Phase-3-Trigger

Phase-3-Trigger

Ein Phase-3-Trigger ist eine vorher festgelegte Bedingung, die den Übergang in die dritte Stufe eines mehrstufigen Plans auslöst. Der Begriff taucht in Notfallplänen, in Verträgen und in Sicherheitsregeln für KI-Systeme auf.

Viele Pläne sind in Stufen aufgebaut. Jede Stufe bedeutet strengere Maßnahmen oder größere Verpflichtungen als die vorherige. Ein Phase-3-Trigger ist die Bedingung, die den Sprung in die dritte dieser Stufen auslöst. Das Wort Trigger kommt aus dem Englischen und heißt Auslöser.
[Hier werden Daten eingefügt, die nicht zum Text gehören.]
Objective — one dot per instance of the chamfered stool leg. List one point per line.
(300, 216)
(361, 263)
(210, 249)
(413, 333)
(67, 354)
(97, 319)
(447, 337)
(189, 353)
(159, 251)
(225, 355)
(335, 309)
Entscheidend ist, dass diese Bedingung im Voraus schriftlich festgelegt wird. Sobald sie eintritt, greift die dritte Stufe automatisch, ohne dass jemand neu diskutieren muss.

Warum feste Schwellen besser sind als spontane Entscheidungen

In einer angespannten Lage entscheiden Menschen schlecht. Es fehlt Zeit, Informationen widersprechen sich, und alle Beteiligten haben eigene Interessen. Genau deshalb legt man die Schwelle vorher fest, in einer ruhigen Minute. Der Trigger nimmt der Situation die Diskussion ab.

Ein zweiter Grund ist Verlässlichkeit für alle Beteiligten. Ein Investor, eine Behörde oder ein Kunde kann im Vertrag nachlesen, ab wann welche Maßnahme gilt. Das schafft Planbarkeit und verhindert, dass ein Unternehmen die Regeln nachträglich weichspült. Bei KI-Sicherheitsplänen ist das ein zentraler Punkt: Firmen veröffentlichen ihre Schwellen, damit Außenstehende sie überprüfen können.

Ein typischer Irrtum ist, den Trigger mit der Maßnahme selbst zu verwechseln. Der Trigger ist nur das Signal. Was danach passiert, steht in einem eigenen Abschnitt des Plans. Ein guter Plan beschreibt beides getrennt und genau.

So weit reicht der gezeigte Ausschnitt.